Apenas, quando o cavalo passa selado, eu monto”.
Em que pesem todas coisas que se disseram
ao seu respeito, a grande maioria há de concordar que o gaúcho de São Borja
tinha carisma e muita habilidade política, a ponto de transformar seu suicídio,
em 24 de agosto de 1954, no seu último e mais ousado gesto político, que teria
freado ânimos golpistas e prorrogado a ânsia de parte dos militares em chegar
(ou voltar) ao poder.
Na História da República no Brasil,
ninguém governou este país por tanto tempo. Foram aproximadamente dezoito anos
no poder: 1930-1945; depois, 1951-1954. Com direito a fazer seu sucessor no
intervalo entre os dois períodos, com o governo Eurico Gaspar Dutra. Dessa
forma, o Palácio do Catete, sede do Governo Federal à época, no Rio de Janeiro,
tornou-se praticamente uma extensão de sua casa. Aliás, grande equívoco de
algumas lideranças até hoje, qual seja o de agregar seus familiares para seus
domínios e fazer destes os seus domínios particulares, acima das pessoas e das
instituições.
Nesse sentido, pode-se dizer que Getúlio
Vargas dominou politicamente a cena política do país nas décadas de 30, 40 e 50
do século XX. Foi o mentor da Revolução de 1930, que depôs o Presidente
Washington Luiz, pondo fim, em tese, ao domínio das oligarquias do chamado
Café-com-Leite, à política dos governadores. Além disso, deslocou as atenções para
o Sul do país. Na condição de Presidente da República, nessa primeira passagem
pelo poder, Vargas procurou empreender medidas para dar novo rumo à nação, mas
acabou por firmar-se no poder e instalou um regime autoritário.
A ditadura varguista ficou conhecida
por Estado Novo (1937-1945).
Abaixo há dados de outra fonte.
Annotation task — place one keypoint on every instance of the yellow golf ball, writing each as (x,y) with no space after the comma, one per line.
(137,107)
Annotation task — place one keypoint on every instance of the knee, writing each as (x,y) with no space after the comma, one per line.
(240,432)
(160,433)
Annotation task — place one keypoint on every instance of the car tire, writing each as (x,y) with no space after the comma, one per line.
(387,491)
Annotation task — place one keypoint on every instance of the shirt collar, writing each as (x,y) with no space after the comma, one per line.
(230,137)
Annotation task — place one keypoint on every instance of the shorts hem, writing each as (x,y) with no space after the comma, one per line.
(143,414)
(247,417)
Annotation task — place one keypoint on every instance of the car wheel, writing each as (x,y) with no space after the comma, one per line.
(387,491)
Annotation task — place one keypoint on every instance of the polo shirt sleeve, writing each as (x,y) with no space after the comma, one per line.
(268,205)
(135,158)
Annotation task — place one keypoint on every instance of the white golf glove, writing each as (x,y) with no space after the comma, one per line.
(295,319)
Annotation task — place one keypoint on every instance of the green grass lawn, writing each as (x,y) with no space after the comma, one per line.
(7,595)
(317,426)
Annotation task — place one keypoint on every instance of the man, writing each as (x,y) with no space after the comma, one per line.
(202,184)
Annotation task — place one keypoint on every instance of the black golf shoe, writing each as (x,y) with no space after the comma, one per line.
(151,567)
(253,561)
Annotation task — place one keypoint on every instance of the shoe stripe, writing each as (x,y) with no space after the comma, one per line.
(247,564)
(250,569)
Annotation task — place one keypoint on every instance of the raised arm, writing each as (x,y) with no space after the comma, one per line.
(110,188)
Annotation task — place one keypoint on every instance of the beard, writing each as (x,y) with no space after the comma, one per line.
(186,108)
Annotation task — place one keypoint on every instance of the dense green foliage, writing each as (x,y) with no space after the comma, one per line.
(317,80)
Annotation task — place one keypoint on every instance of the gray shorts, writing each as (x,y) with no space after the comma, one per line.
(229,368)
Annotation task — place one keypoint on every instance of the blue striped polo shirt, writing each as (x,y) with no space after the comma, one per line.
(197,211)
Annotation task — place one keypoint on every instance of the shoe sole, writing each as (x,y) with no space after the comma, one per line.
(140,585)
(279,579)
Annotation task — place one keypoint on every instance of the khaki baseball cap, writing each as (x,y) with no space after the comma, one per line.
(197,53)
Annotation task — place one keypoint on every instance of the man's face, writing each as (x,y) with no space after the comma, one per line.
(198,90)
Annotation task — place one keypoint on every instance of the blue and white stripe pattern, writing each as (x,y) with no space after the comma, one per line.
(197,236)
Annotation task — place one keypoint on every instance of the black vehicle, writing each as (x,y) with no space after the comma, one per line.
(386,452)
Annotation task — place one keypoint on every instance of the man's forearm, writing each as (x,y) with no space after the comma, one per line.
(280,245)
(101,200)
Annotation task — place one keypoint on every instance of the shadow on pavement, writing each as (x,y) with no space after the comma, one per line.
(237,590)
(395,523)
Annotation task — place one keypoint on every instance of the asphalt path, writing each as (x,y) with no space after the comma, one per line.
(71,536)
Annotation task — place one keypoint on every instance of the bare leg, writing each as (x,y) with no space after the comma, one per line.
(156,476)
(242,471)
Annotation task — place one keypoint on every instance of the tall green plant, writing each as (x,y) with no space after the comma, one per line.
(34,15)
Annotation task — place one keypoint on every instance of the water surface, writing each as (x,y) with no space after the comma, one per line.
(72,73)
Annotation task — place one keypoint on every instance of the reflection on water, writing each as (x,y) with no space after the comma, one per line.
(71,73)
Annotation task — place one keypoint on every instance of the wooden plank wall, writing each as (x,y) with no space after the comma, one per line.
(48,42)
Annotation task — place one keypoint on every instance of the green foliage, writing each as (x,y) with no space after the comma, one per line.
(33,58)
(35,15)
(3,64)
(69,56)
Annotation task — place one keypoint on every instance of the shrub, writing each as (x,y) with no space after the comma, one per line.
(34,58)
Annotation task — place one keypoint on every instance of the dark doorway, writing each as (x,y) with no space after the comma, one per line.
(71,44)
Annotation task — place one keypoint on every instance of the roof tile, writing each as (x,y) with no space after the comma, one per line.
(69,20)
Getúlio Vargas procurou imprimir um caráter
desenvolvimentista ao seu governo, mas também se valeu de toda a aparelhagem de
todo e qualquer regime de exceções, como o uso da censura e de medidas mais
duras do ponto de vista da repressão. Foi por essa época, sobretudo, que ele
procurou construir a sua imagem pública à semelhança do que fizera em outros
tempos outros estadistas, a exemplo de Luís XIV, da França (1643-1715).
Refiro-me ao culto da imagem do
homem público. Getúlio Vargas se utilizou da propaganda direcionada para passar
a ideia de grande governante. O rádio, o cinema e as comemorações cívicas estiveram
no bojo das manobras para idealizar o estadista Vargas. Algo que lhe rendeu, por
exemplo, a alcunha de “pai dos pobres”. Aliás, é importante dizer que essa e
outras de suas imagens foram amplamente apropriadas e trabalhadas pela Música
Popular Brasileira, inclusive nos Sambas-enredos das Escola de Samba do Rio e
de São Paulo, no teatro, e no cinema e na TV, do qual destaco duas produções em
especial: a minissérie Agosto (Rede Globo, 1993, de Jorge Furtado) e o filme
Getúlio (2014, de João Jardim, com Toni Ramos).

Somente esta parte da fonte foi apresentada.